Of the five movies I've reviewed here, the aptly named STAMPEDE just thunders past any epistemological context, and fairly runs over the viewer with action, action, action. Probably insiders who know the OP universe inside-out will have no objections. But even though I'm reasonably well grounded in the OP cosmos-- having read 78 tankobon collections of this wack-a-doodle manga-- I found that so much concentration on action left me enervated.

The setup is that the Straw Hats attend the planet's first "Pirate Fest," on a remote island supposedly shielded from the World Navy. Though a lot of the other pirates seem to have been designed (poorly) for this cartoon movie, a fair number of characters from earlier manga-storylines pop up here.  Some are rogues who challenged Luffy and company in the past, like Buggy the Clown and Crocodile, while others are loosely affiliated with the law, like Smoker and Boa Hancock. But none of them get any introductions, so you'd better bring your own scorecard.



The festival is quickly broken up by the Navy, when someone finks to them, and by the Menace of the Day: a colossus named Douglas Bullet. He may deserve the distinction of ONE PIECE's worst villain, being just another sorehead with a grudge who tapped into some ultimate power, which nevertheless can be surpassed by the incredible tenacity of Monkey D. Luffy.

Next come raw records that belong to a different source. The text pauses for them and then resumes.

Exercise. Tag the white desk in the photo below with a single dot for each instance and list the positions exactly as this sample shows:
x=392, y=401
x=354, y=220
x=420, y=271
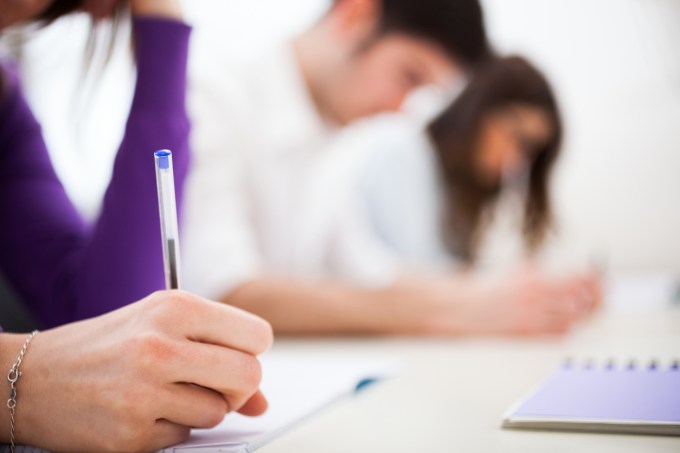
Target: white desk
x=452, y=392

Aside from the mostly forgettable crossovers, STAMPEDE has one other small distinction. The organizing premise of ONE PIECE is that prior to the start of the Grand Pirate Era, a superb pirate left behind a hidden treasure, "One Piece," before he was executed. However, though the allure of the treasure supposedly spurs the multifarious pirates to seek it out, One Piece is never the actual subject of a plot in the 78 volumes I've read. STAMPEDE does depart from that tendency in that the prize of Pirate Fest is a device that can guide one to the desired goal. But since such a contingency could interfere with the continuity of the still-ongoing manga series, the device is naturally disposed of.